Download or read book The Columbia History of British Poetry written by Carl R. Woodring and published by Columbia University Press. This book was released on 2007-09-07 with total page 764 pages. Available in PDF, EPUB and Kindle. Book excerpt: The Columbia Anthology of British Poetry brings together the most remarkable verse written in the British Isles over the course of the past twelve centuries, offering the greatest diversity of poetic voices in any anthology of its kind. From Shakespeare's memorable sonnets to Keats's haunting odes to T.S. Eliot's mediations on the conditions of modern life, the collection contains many of the best-loved treasures of British poetry. Longer and much-celebrated poems that rarely find their way into anthologies-including Pope's "Rape of the Lock" and Coleridge's "Rime of the Ancient Mariner"-claim a place in this collection. Queen Elizabeth I, Anne Killigrew, Aphra Behn, Elizabeth Barrett Browning, and Felicia Hemans are among dozens of women writers renowned in their own day and now restored to their rightful prominence. Scottish, Welsh, and Irish poets often excluded from anthologies of British poetry are here as well, including such extraordinary voices as Lady Grisell Baillie, Robert Burns, Hugh MacDiarmid, and Seamus Heaney. The finest contemporary poets are fully represented also, from Thom Gunn to Eavan Boland. The result is an amazingly rich and wide-ranging conversation among British poets that transcends the boundaries of time and place. Carl Woodring and James Shapiro, the team scholars who edited The Columbia History of British Poetry, have written incisive introductions to the careers of the poets, making this the most accessible and comprehensive anthology of British verse in print. Covering the new and the ancient, the classic and the rediscovered, this generous volume reimagines the horizons of British poetry.

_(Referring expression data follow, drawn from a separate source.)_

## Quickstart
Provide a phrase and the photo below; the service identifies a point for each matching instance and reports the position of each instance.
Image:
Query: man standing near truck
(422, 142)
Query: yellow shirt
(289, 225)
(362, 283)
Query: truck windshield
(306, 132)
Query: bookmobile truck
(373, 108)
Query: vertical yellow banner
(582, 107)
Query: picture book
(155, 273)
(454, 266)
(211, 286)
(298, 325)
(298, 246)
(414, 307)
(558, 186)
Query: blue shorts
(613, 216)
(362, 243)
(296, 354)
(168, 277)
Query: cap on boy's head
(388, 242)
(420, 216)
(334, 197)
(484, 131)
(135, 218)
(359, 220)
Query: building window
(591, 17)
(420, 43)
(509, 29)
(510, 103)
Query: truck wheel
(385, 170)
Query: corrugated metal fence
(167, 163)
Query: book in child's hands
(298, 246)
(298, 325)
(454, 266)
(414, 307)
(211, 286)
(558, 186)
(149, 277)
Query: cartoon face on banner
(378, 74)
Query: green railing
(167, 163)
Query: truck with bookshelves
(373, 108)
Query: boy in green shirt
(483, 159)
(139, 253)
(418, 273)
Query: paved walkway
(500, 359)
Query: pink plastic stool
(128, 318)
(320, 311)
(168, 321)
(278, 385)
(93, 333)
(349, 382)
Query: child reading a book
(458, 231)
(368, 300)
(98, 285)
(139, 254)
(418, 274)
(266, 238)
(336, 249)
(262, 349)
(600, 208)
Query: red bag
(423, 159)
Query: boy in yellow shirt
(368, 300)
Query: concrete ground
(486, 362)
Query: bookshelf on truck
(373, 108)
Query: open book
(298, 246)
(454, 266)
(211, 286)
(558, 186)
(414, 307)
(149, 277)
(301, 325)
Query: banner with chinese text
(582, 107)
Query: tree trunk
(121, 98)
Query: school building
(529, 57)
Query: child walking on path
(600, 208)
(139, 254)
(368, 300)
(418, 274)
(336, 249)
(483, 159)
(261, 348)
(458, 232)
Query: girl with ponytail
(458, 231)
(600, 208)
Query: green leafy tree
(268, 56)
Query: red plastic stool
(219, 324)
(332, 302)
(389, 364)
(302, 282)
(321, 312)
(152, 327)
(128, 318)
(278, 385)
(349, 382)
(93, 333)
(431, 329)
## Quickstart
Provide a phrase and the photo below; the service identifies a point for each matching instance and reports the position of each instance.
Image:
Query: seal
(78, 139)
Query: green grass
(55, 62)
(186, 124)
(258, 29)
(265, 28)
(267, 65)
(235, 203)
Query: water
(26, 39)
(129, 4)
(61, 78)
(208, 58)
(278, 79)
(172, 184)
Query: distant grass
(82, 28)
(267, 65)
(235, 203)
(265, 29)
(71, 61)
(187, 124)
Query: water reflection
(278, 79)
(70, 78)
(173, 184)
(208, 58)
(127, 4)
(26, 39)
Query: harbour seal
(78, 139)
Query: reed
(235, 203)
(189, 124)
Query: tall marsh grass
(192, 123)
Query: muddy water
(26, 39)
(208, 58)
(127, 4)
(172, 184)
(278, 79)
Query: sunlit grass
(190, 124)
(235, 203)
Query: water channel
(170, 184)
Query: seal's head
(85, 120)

Download or read book The Epic of Gilgamesh written by and published by Penguin UK. This book was released on 1973-10-25 with total page 128 pages. Available in PDF, EPUB and Kindle. Book excerpt: Gilgamesh, King of Uruk, and his companion Enkidu are the only heroes to have survived from the ancient literature of Babylon, immortalized in this epic poem that dates back to the 3rd millennium BC. Together they journey to the Spring of Youth, defeat the Bull of Heaven and slay the monster Humbaba. When Enkidu dies, Gilgamesh's grief and fear of death are such that they lead him to undertake a quest for eternal life. A timeless tale of morality, tragedy and pure adventure, The Epic of Gilgamesh is a landmark literary exploration of man's search for immortality.